Prosthetic hands that incorporate robotics can perform dexterous self-care tasks, but they require a user’s constant attention with a limited number of hand functions. With a five-year, $4 million US National Science Foundation (NSF) grant, Pennsylvania State University (Penn State) researchers aim to make robotic protheses more useful.
The interdisciplinary team, led by Xiaogang Hu, PhD, the Dorothy Foehr Huck and J. Lloyd Huck Chair in Neurorehabilitation and associate professor of mechanical engineering, will work on making powered prosthetic hands more intuitive for the user by improving the neural and cognitive processes behind human-robot interactions.
“Our research seeks to reduce the barrier for assistive technology adoption and improve the quality of life for individuals with physical disabilities by improving the technology behind prosthetic robots,” Hu said. “The resulting advances in assistive robotics will allow users to engage with their prostheses as if they are their own biological limbs, allowing them to play the piano, type, or handle delicate objects.”
In the project’s first phase, led by Nanyin Zhang, PhD, the Dorothy Foehr Huck and J. Lloyd Huck Chair in Brain Imaging and professor of biomedical engineering and of electrical engineering, researchers will investigate how neural and cognitive processes behind daily tasks are represented in the brain. To do this, they will develop an electrode platform to measure sensory information in a rodent model.

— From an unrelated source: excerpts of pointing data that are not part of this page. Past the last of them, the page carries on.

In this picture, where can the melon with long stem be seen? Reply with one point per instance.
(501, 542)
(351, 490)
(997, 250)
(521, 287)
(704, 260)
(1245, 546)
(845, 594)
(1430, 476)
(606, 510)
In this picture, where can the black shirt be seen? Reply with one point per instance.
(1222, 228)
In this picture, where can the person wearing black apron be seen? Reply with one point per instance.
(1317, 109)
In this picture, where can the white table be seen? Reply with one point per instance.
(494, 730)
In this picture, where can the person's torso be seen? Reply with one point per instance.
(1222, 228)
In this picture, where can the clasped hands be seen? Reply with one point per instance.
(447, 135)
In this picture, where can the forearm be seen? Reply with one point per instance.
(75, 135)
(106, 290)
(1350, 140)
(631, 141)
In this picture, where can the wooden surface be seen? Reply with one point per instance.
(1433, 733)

“We will seek to understand how sensory information, like reaching or grasping, are represented in the brain, and use it to help us reengineer it in robotic parts to deliver artificial sensations back to the brain,” Zhang said.
Using the information gained through the electrode implants, researchers plan to develop a device that sits at the skin’s surface and stimulates the nerves so that a user can “feel” their missing hand, in the form of the neuroprostheses. Huanyu “Larry” Cheng, PhD, the James L. Henderson, Jr. Memorial Associate Professor of Engineering Science and Mechanics, will lead the device’s development.
The researchers will test the robustness and adaptability of this prosthetic device by training a sensory feedback system, a process that will be led by Robert Sainburg, PhD, the Dorothy F. and J. Lloyd Huck Distinguished Chair in Kinesiology and Neurology in the College of Health and Human Development. Sainburg’s team will evaluate how the smart prosthetic will help patients perform tasks in daily life.
“We believe that our plan for mapping both motor output and sensory feedback will make control intuitive for people with amputated hands and should make their motor output robust and adaptive to unexpected changes in the environment,” Sainburg said.
Katie Fitzsimons, assistant professor of mechanical engineering; Michele Diaz, PhD, professor of psychology, linguistics, and neuroscience; and John M. Roberts, MD, a surgeon at Penn State Health, will also collaborate on the grant.
Editor’s note: This story was adapted from materials provided by Penn State.